I have a simple arrangement: Two 500 kΩ resistors connected in series. The teacher illustrates what it would be like to measure the p.d across one of these 500 kΩ resistors with a voltmeter with 50 kΩ resistance. To do so, he calculated the resistance in parallel of the voltmeter and one of the resistors. He got 45.5 kΩ. So far so good, but what he did next however is what I don't understand. He divides 45.5 kΩ by the total 545 kΩ and multiplies it by the e.m.f. Why would the voltmeter read (45.5 kΩ / 545 kΩ) x 12 V? I thought it would measure 6V out of the 12 of the source since both resistors had the same resistance. The voltmeter accounts for itself?

Thanks,
Peter G.

2. Sep 25, 2011

### PeterO

What he did is correct. Voltmeters give erroneous readings if you use them to measure the PD across a resistor with resistance of a similar , or larger, value to the meter itself.
Actually they give accurate readings, but the inclusion of the meter distorts the circuit.
To measure the PD in the circuit mentioned you would need a Voltmeter of much higher resistance.
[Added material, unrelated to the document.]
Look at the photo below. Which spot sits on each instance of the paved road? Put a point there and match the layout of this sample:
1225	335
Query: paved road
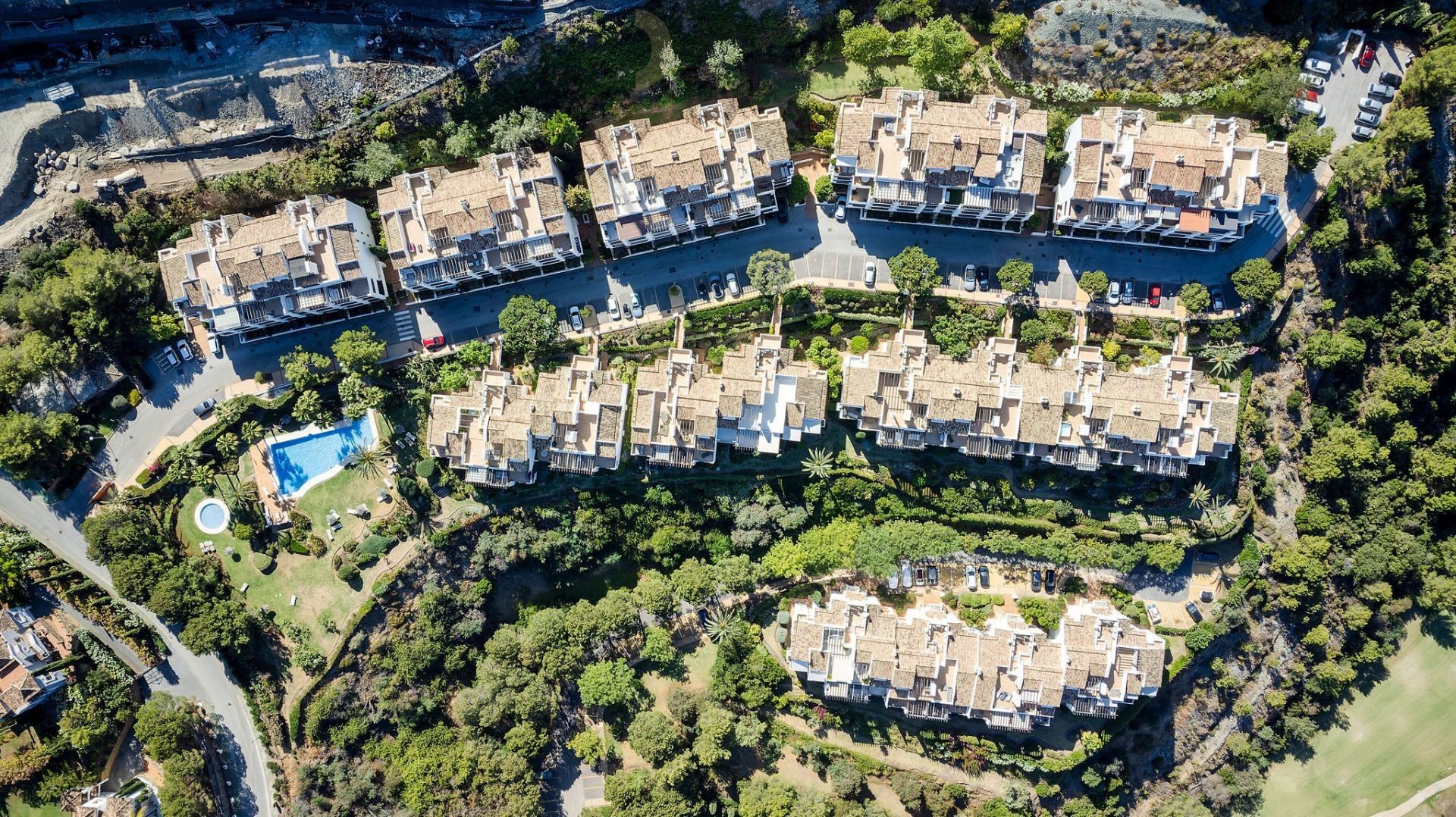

A CRO would be better.

3. Sep 25, 2011

### Peter G.

But then why when we set up the same arrangement, but, instead of a voltmeter we use a resistor the p.d across a resistor would be 6 V in this example?

4. Sep 25, 2011

### PeterO

If you set up a voltage divider where the two parts were:
#1 a 500 000 Ohm resistor
#2 a 500 000 Ohm and a 50 000 Ohm resistor in parallel

Then the voltage would not be divided 6 - 6

it would be divided 1 - 11, since one part of the divider has 11 times the resistance of the other.